The recently added HTTP endpoint as well as the HTTP redirection check are vulnerable to the same issue as Trifecta when it comes to accepting crafted requests and responses with a Brotli Content-Encoding, a feature that is enabled by default if simplomon is compiled on a machine that has Brotli headers present.

Again, taking an example file from here and bunzipping it, we have a small Brotli file that uncompresses to a large amount of data. When we send this file, either as part of a request to the status endpoint or as a response to a redir check, simplomon will attempt to allocate enough memory to hold the result, which exceeds the amount of available memory.

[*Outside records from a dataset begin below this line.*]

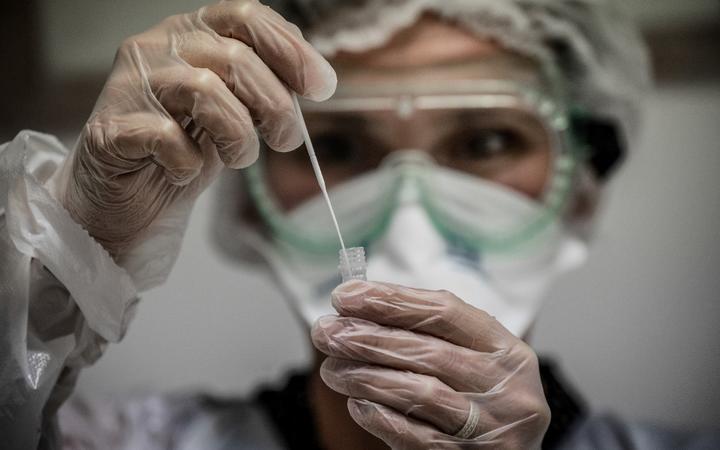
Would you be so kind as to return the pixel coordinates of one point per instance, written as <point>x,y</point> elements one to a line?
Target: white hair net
<point>592,43</point>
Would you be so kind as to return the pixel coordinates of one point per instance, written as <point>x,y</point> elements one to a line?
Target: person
<point>466,148</point>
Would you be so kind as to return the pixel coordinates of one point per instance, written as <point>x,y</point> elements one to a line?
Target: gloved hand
<point>182,100</point>
<point>425,370</point>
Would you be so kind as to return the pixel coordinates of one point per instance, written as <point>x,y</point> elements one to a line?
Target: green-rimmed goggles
<point>493,164</point>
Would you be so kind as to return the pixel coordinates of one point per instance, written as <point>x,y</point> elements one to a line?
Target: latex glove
<point>425,370</point>
<point>182,100</point>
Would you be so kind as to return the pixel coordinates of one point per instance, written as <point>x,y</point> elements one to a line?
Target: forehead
<point>435,50</point>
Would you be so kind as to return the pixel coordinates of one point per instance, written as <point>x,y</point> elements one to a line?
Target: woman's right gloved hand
<point>182,100</point>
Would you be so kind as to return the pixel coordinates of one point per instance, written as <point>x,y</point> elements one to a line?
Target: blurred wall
<point>636,329</point>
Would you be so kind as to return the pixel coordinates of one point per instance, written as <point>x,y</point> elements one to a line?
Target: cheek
<point>528,175</point>
<point>289,183</point>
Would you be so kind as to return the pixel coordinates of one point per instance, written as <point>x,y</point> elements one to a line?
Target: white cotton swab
<point>318,172</point>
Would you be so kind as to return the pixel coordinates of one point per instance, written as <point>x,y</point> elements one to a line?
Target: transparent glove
<point>425,370</point>
<point>182,101</point>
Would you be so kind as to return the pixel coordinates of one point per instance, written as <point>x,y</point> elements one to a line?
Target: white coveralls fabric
<point>62,297</point>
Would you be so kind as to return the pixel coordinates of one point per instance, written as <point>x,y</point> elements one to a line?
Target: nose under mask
<point>412,252</point>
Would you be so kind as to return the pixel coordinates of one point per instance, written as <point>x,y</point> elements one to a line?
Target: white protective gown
<point>62,297</point>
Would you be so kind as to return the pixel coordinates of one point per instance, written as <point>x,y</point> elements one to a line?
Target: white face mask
<point>412,252</point>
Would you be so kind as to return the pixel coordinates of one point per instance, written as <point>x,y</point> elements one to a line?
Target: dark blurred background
<point>636,330</point>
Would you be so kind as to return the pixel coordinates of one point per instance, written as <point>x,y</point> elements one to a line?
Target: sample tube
<point>352,264</point>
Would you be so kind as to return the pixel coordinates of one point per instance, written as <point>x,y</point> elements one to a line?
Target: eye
<point>485,144</point>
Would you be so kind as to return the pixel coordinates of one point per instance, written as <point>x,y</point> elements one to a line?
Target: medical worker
<point>465,148</point>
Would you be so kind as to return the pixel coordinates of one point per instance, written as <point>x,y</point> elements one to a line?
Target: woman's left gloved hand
<point>423,369</point>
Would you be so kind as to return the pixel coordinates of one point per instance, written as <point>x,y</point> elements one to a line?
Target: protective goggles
<point>492,163</point>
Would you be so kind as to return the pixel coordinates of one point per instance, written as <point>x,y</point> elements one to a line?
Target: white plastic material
<point>352,264</point>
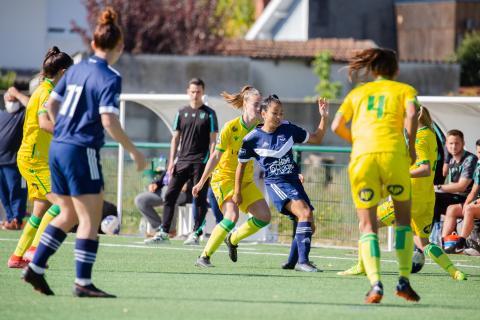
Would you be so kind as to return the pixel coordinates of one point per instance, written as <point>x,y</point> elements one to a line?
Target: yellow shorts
<point>373,174</point>
<point>223,190</point>
<point>37,176</point>
<point>422,215</point>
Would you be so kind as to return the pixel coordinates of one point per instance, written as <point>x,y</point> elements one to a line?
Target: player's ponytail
<point>377,61</point>
<point>237,100</point>
<point>424,117</point>
<point>55,60</point>
<point>108,32</point>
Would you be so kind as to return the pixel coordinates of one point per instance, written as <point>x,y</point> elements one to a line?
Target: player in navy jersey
<point>271,146</point>
<point>82,105</point>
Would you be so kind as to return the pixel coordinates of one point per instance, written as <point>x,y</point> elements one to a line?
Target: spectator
<point>469,211</point>
<point>13,193</point>
<point>195,132</point>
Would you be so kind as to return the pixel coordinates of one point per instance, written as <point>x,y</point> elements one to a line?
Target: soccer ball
<point>110,225</point>
<point>418,260</point>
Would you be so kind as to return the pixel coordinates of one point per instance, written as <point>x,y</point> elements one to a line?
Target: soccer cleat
<point>90,291</point>
<point>204,262</point>
<point>306,267</point>
<point>375,294</point>
<point>404,290</point>
<point>459,275</point>
<point>192,240</point>
<point>16,262</point>
<point>288,265</point>
<point>37,281</point>
<point>356,270</point>
<point>30,253</point>
<point>232,249</point>
<point>159,238</point>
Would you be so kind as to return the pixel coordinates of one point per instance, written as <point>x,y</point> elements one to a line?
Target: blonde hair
<point>425,118</point>
<point>237,100</point>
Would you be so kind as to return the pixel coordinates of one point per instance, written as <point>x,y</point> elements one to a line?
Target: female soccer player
<point>271,146</point>
<point>422,173</point>
<point>82,105</point>
<point>32,158</point>
<point>380,159</point>
<point>223,179</point>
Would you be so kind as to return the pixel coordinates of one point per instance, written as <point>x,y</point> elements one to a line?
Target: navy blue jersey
<point>273,151</point>
<point>87,90</point>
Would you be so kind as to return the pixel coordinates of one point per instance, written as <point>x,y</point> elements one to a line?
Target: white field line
<point>140,245</point>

The exact behavior is somewhat system-dependent, but on my machine this triggers the OOM killer, which then kills the simplomon process.

% /tmp › curl -v -H 'Content-Encoding: br' --data-binary @10GB.html.br http://127.0.0.1:8080/health
*   Trying 127.0.0.1:8080...
* Connected to 127.0.0.1 (127.0.0.1) port 8080 (#0)
> POST /health HTTP/1.1
> Host: 127.0.0.1:8080
> User-Agent: curl/8.0.1
> Accept: */*
> Content-Encoding: br
> Content-Length: 27036
> Content-Type: application/x-www-form-urlencoded
> 
* Recv failure: Connection reset by peer
* Closing connection 0
curl: (56) Recv failure: Connection reset by peer

For the redir check, the following configuration allocates 10GB of memory:

httpredir{fromUrl="http://demo.52-7-242-28.nip.io", toUrl="http://example.com/"}

A possible mitigation would be the same as on the Trifecta side, that is, to disable Brotli support entirely. For simplomon, it seems unlikely that either requests or responses would benefit from compression at all.

In general, it might be sensible to document (perhaps in the README) whether it is expected that simplomon instances be available from the internet, and if not, perhaps bind to the loopback interface instead of 0.0.0.0.